Dans la deuxième partie de ce livre (Basic Emotional and Motivational Processes), Jaak Panksepp aborde des sujets que l'on retrouve dans la plupart des textes de psychologie physiologique, mais son approche se veut atypique ; il se concentre non seulement sur les comportements de base, mais aussi sur les conséquences affectives probables de ces comportements pour l’organisme. Dans le chapitre 7, il discute comment le sommeil est organisé dans le cerveau et surtout comment le rêve peut se rapporter à l’organisation cérébrale de l’émotivité. Au chapitre 8, il présenterai un nouveau point de vue sur la façon dont les systèmes dits de récompense ou de renforcement (c.-à-d. ceux que les animaux aiment « s’auto-stimuler ») participent à l’organisation des comportements naturels et de la vie mentale. Il affirmera ainsi que chez les animaux et les humains, ces systèmes cérébraux contrôlent la recherche de nourriture, la recherche et l’espérance positive plutôt que ce qui est traditionnellement appelé plaisir. Le chapitre 9 se concentrera sur la façon dont le corps maintient certaines constantes, telles que l’énergie et l’eau, à travers les mécanismes de plaisir et de rejet du cerveau. Il nous décrit comment ces processus affectifs aident à informer les animaux de l’état homéostatique de diverses fonctions corporelles. Enfin, le chapitre 10 se concentre sur la nature de la colère dans le cerveau, et le chapitre 11 couvrira ce que nous savons sur les mécanismes cérébraux de la peur.

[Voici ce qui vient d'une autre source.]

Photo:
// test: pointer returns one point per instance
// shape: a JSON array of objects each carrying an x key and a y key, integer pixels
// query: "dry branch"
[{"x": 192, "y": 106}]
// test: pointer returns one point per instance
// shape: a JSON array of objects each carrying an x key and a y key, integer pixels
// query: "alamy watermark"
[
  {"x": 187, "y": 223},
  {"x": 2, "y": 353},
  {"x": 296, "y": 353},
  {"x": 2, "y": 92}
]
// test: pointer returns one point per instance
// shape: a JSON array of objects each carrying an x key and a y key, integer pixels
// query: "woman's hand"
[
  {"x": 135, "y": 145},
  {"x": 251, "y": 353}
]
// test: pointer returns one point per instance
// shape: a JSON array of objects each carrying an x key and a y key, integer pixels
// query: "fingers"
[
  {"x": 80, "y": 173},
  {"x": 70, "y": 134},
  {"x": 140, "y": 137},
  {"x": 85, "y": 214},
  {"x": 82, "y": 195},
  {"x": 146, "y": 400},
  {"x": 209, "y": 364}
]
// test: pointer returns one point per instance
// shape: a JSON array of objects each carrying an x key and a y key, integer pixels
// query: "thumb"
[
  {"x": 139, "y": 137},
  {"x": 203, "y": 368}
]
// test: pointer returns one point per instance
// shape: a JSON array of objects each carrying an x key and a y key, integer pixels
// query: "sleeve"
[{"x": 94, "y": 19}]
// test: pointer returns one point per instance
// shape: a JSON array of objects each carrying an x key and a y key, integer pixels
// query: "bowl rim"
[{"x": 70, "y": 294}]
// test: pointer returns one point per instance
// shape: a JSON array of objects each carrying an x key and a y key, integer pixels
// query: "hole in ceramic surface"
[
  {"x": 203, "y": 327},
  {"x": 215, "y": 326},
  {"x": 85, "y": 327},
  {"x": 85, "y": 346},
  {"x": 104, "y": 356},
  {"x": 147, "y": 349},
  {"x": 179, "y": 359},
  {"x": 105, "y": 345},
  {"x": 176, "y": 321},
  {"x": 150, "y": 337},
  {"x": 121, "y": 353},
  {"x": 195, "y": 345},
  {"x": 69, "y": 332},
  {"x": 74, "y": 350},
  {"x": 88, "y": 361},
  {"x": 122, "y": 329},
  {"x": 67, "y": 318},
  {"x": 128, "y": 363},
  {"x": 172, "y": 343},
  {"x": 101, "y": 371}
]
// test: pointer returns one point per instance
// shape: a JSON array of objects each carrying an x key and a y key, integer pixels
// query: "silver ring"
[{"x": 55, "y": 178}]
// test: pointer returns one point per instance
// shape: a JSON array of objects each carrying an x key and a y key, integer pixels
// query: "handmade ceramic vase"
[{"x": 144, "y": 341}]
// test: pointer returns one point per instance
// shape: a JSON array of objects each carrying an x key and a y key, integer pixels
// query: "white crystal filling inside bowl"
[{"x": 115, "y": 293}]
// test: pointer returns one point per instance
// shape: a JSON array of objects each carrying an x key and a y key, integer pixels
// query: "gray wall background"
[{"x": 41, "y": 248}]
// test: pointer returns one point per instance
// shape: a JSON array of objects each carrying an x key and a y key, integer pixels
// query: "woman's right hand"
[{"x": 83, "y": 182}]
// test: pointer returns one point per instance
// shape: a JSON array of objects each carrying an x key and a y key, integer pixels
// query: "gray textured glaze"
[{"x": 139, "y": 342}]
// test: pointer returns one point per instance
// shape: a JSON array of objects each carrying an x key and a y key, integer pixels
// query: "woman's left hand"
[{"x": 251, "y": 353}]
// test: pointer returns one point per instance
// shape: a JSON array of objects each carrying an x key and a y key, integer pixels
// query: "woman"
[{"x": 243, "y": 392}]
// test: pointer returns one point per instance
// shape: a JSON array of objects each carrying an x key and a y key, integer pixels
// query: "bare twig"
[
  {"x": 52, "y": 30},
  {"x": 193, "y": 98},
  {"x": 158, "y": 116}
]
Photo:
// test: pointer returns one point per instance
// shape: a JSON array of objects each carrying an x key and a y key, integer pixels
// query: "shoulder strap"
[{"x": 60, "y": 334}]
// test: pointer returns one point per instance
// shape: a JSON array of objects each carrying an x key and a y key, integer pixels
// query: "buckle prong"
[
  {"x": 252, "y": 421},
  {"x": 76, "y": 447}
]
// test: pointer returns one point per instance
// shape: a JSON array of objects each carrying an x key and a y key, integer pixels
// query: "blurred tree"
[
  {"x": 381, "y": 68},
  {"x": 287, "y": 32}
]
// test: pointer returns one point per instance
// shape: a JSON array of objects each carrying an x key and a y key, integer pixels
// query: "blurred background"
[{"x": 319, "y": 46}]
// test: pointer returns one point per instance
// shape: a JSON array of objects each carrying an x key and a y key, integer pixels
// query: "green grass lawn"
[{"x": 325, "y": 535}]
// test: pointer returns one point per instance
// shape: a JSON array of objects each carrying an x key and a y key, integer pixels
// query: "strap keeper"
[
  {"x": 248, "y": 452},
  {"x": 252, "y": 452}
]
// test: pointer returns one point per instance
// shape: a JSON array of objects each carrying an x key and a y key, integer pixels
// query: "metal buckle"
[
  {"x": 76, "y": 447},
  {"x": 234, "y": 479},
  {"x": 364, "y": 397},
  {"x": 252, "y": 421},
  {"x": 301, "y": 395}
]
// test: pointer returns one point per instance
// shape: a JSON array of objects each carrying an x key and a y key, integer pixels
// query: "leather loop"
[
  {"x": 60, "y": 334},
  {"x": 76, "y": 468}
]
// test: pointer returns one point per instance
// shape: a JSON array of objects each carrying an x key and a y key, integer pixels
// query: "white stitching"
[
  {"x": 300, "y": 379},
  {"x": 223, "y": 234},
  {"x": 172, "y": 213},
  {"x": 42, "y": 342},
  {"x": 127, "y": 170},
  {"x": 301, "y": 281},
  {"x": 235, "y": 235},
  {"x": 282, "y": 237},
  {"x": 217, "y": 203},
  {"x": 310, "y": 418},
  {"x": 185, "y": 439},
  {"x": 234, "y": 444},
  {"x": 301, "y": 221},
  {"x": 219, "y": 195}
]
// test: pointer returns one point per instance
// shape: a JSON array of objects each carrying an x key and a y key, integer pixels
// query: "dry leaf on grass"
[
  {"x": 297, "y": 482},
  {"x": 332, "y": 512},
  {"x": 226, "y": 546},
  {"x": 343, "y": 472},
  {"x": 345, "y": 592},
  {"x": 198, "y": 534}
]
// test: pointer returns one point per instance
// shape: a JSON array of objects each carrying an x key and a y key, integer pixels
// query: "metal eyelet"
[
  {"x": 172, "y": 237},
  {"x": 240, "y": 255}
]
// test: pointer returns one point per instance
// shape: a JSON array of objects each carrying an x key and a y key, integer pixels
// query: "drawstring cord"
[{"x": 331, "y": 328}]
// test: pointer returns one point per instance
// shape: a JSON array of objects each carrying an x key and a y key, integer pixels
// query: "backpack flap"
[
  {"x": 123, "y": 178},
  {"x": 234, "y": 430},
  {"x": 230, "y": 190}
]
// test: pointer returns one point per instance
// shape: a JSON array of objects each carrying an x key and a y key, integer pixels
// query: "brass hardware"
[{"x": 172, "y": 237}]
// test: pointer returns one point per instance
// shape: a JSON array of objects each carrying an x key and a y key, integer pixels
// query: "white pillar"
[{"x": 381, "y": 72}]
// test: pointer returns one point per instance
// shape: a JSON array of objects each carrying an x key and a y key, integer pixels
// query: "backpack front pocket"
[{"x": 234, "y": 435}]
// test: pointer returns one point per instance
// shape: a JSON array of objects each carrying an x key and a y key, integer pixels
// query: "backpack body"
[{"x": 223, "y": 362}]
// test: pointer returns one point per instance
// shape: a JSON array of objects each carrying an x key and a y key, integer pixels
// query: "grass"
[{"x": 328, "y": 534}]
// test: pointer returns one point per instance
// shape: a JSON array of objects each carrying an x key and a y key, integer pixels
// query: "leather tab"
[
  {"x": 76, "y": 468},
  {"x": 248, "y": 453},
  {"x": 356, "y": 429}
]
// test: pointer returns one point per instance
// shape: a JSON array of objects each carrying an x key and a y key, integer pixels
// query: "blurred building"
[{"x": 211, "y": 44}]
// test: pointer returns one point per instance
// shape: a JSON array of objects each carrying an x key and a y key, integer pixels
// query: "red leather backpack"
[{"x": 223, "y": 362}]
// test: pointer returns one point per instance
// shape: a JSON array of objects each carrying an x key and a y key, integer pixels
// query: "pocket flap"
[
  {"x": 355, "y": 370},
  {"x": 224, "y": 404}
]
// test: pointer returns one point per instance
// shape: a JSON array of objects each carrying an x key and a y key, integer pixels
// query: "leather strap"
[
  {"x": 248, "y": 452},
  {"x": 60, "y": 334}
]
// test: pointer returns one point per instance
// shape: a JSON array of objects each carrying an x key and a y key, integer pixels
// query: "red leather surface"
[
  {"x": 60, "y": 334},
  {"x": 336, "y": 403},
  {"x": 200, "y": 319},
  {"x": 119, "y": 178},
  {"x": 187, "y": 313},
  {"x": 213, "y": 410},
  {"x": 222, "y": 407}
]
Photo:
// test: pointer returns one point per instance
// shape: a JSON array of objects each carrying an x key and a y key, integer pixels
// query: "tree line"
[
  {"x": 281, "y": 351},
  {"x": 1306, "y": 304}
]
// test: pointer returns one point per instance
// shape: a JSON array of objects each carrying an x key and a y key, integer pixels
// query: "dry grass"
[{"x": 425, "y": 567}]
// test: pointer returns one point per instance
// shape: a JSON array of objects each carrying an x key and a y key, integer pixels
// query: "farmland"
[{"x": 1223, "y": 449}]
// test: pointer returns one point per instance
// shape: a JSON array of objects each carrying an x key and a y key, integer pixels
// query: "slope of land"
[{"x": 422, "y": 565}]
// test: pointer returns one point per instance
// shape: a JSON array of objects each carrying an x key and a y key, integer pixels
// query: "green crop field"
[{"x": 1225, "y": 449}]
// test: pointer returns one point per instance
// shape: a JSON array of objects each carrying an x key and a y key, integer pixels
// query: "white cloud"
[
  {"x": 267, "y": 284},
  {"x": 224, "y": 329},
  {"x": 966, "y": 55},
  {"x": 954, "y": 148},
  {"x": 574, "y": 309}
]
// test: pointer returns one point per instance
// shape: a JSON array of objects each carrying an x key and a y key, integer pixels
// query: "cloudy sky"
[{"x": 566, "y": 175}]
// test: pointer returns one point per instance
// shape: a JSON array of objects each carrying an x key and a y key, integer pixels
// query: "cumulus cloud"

La troisième partie (The Social Emotions) aborde des perspectives sur les émotions sociales et discute de sujets distincts en termes de cascade émotionnelle dans la phase de reproduction-développement du cycle de vie, en commençant par la sexualité au chapitre 12, suivie par la nutrition et le comportement maternel au chapitre 13, les sources de la détresse de séparation, du chagrin et du lien social au chapitre 14, la nature fondamentale du jeu au chapitre 15, et le sujet le plus difficile de tous, la nature du soi et les processus mentaux supérieurs au chapitre 16. Au fil des chapitres, nous abordons des sujets dont on sait encore très peu de choses et qui réclame sans doute un peu de prudence quant aux conclusions ...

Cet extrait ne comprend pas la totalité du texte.